The near relations sort by bean and by treatment. Foul shades into balila, the same warm-legume idea built on whole chickpeas dressed with garlic and lemon and cumin, served loose and sometimes rolled the same way. The fava also leaves the pot entirely to become a fritter, the ground-raw-bean patty fried crisp, a different dish on the same legume. What sits across the line and should not be confused with it is the strictly fava, tahini-light Egyptian ful, the same ancestor cooked to a different register, leaner and brighter, the sibling this Lebanese version diverges from at the pot rather than at the bread.
The Buried Bean
The fava is one of the oldest cultivated foods of the region, and it was old in Egypt specifically. Favas were grown in the Nile Valley in antiquity, and the bean turns up in the funerary record: a Twelfth Dynasty Egyptian burial included a supply of them, provisions for the afterlife, set down with the dead. A breakfast counter trading in favas today is trading in a crop the pharaohs were buried beside.
The cooked dish, not just the raw bean, has its own deep attestation. A cache of some 2,600 dried favas was recovered from a late Neolithic site near Nazareth, and the prepared dish is referenced in the Jerusalem Talmud, which places a recognizable ful in the eastern Mediterranean by roughly the fourth century. The mash, in other words, is antique in a way almost nothing else on a breakfast table can claim, a dish with a written record older than most cuisines.
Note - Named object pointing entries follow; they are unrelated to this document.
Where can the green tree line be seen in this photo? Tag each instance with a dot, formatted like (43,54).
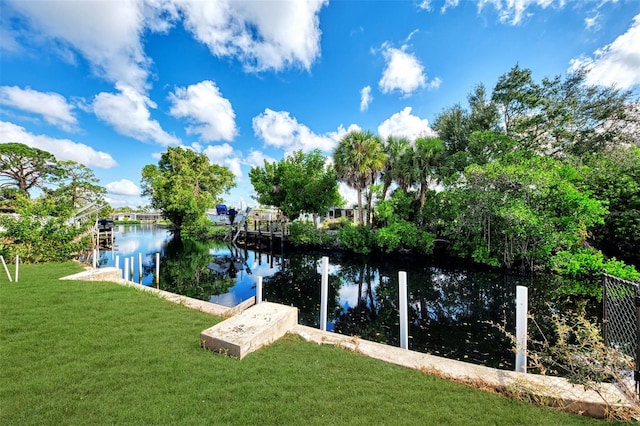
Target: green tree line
(530,175)
(39,195)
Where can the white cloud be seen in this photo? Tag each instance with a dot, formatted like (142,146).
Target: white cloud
(449,4)
(235,165)
(218,153)
(123,187)
(257,158)
(261,34)
(128,113)
(203,104)
(365,98)
(62,149)
(53,107)
(404,124)
(425,5)
(513,11)
(403,72)
(434,84)
(592,24)
(280,130)
(616,63)
(106,33)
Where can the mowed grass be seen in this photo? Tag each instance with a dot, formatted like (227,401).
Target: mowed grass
(97,353)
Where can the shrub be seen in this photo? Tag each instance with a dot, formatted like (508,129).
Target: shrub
(306,234)
(400,234)
(358,239)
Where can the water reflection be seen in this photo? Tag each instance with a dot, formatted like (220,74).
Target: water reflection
(451,308)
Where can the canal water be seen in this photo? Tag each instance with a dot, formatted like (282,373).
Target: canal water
(453,309)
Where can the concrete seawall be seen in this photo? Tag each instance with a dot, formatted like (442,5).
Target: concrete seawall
(544,390)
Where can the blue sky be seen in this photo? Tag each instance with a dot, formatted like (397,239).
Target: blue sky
(112,84)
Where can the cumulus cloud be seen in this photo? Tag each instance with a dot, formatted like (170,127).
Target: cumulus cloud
(217,153)
(123,187)
(404,124)
(513,11)
(257,158)
(280,130)
(592,23)
(365,98)
(616,63)
(128,113)
(403,72)
(203,105)
(449,4)
(53,107)
(107,34)
(262,35)
(62,149)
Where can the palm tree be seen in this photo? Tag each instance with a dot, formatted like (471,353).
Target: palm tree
(394,148)
(358,160)
(427,156)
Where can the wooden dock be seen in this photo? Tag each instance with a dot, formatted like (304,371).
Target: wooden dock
(256,231)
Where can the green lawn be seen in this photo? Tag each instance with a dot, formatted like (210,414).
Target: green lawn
(99,353)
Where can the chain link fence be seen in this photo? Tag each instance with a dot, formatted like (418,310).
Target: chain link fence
(621,319)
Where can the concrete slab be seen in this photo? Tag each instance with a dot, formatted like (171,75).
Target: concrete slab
(248,331)
(101,274)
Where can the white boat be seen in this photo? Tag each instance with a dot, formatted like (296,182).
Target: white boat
(222,217)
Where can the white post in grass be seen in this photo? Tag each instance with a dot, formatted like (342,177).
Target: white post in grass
(324,293)
(521,328)
(157,269)
(404,319)
(259,290)
(6,269)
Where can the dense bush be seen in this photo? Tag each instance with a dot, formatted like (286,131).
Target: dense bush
(306,234)
(359,239)
(36,239)
(403,235)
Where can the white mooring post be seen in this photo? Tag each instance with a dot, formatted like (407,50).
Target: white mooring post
(521,328)
(157,269)
(6,269)
(404,318)
(259,290)
(324,293)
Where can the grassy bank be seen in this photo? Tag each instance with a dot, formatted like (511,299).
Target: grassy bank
(99,353)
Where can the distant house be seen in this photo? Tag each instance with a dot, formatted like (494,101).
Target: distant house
(334,213)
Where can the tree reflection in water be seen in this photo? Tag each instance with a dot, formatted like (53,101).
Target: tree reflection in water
(451,307)
(185,270)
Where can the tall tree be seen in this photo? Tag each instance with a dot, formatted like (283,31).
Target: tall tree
(427,156)
(517,96)
(394,147)
(184,185)
(77,185)
(25,167)
(299,183)
(358,160)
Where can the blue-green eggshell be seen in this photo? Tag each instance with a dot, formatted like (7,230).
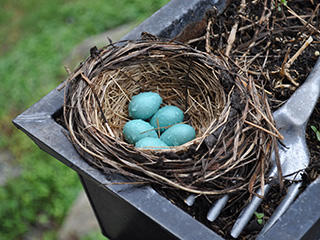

The slow, buried cooking that gives the dish its name is firmly placed in medieval Cairo. Under Fatimid rule from the tenth century the beans became a documented street food cooked by an ingenious economy of heat: with fuel scarce and costly, cauldrons of favas were set into the banked embers of the public bathhouses, the hammam furnaces, and left to simmer all night on heat that would otherwise have gone to waste, sold hot the next morning. The overnight pot was a fuel-saving trick before it was a tradition, and the trick is what the word mdammas, buried, still records.
That dawn-cooked, banked-pot rhythm survived the centuries and the spread north into the Levant, where Lebanese and Syrian kitchens added the chickpeas and tahini and kept the morning timing. The favas in a Beirut breakfast roll are still soaked and cooked the night before and served from the pot at first light, run on the same waste-heat logic the Fatimid bathhouse furnaces gave the dish a thousand years ago, the buried bean of the word mdammas finished now with lemon and garlic and wrapped in bread for the walk to work.